Toutefois, le droit d’accéder à un tribunal vient depuis longtemps tempérer ce principe dont l’insécurité, pour le justiciable qui intente son action à une date antérieure au revirement, donc selon les règles procédurales ou substantielles en vigueur à la date où il agit en justice, ne peut être que contestée. Pour ne pas déjouer ses prévisions et en vertu du droit fondamental européen à un procès équitable, dont le droit d’accès à un tribunal constitue l’une des déclinaisons, la Cour de cassation consent à ce titre à délaisser la rétroactivité de principe des revirements qu’elle opère pour ne leur faire produire effet, dans ces cas d’exception, que pour l’avenir. La solution nouvelle ne peut être rétroactivement appliquée à un litige né avant que celle-ci ne fut adoptée qu’à la condition que le justiciable ne se voie pas en conséquence privé de son droit à un procès équitable ou, pour reprendre les termes de l’Assemblée plénière dans un arrêt rendu le 21 décembre 2006, de son droit d’« accès au juge » (Cass., ass. plén., 21 déc. 2006, n° 00-20.493). Dans cette affaire comme dans celle, soumise deux ans auparavant, à la deuxième chambre civile (Civ. 2e, 8 juill. 2004, n° 01-10.426), il était question d’appliquer rétroactivement aux litiges survenus des revirements opérés relativement aux règles régissant la prescription de l’action civile et, de manière justement peu équitable, de priver en conséquence les victimes, dont l’action aurait dû en principe être jugée prescrite, de faire valoir leurs droits devant un juge.

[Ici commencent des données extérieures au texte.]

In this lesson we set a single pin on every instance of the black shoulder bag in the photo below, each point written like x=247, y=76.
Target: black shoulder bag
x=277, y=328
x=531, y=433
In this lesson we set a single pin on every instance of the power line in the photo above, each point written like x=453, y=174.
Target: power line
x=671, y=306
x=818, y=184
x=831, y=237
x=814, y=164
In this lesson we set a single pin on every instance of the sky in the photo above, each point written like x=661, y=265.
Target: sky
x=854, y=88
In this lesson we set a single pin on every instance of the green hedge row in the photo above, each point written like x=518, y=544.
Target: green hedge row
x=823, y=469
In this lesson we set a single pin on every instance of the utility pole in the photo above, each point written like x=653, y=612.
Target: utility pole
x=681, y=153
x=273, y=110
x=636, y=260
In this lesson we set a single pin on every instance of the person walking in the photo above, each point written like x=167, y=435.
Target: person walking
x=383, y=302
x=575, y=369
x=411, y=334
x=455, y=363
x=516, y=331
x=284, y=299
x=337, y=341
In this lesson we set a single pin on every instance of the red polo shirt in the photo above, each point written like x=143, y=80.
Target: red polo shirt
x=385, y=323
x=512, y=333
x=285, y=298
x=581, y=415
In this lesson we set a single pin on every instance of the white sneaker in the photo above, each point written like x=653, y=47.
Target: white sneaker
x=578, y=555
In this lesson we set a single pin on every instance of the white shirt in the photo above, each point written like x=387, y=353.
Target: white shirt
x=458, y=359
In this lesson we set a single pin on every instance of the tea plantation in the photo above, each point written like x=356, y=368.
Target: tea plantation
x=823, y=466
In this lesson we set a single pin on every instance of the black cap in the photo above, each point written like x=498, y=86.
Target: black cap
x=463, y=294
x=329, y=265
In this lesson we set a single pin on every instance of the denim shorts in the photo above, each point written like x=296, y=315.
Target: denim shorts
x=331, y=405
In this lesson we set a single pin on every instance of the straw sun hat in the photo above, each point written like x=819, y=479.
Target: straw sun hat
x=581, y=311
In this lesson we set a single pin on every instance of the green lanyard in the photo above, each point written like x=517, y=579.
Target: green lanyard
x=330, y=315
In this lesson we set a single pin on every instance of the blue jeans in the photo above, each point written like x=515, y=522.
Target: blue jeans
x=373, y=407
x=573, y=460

Dans des arrêts ultérieurs, les juges ont également refusé d’appliquer la règle issue d’un revirement de jurisprudence à l’instance en cours lorsque celle-ci réduisait le délai pour agir en justice (Civ. 1re, 11 mai 2012, n° 10-28.032 ; Civ. 1re, 26 sept. 2012, n° 10-28.032 ; Civ. 1re, 5 juill. 2012, n° 11-18.132), ou limitait l’étendue du pouvoir juridictionnel d’une cour d’appel (Com. 21 mars 2018, n° 16-28.412). Si ce refus est longtemps resté limité à quelques hypothèses marginales, il est, sous l’influence croissante du principe de proportionnalité dans toutes les branches du droit, de plus en plus régulièrement opposé, notamment à l’issue de contrôles de proportionnalité procédurale exercés en faveur du droit reconnu à tout justiciable d’accéder à un tribunal (v. la dernière décision rendue, Com. 12 mai 2021, n° 18-15.153).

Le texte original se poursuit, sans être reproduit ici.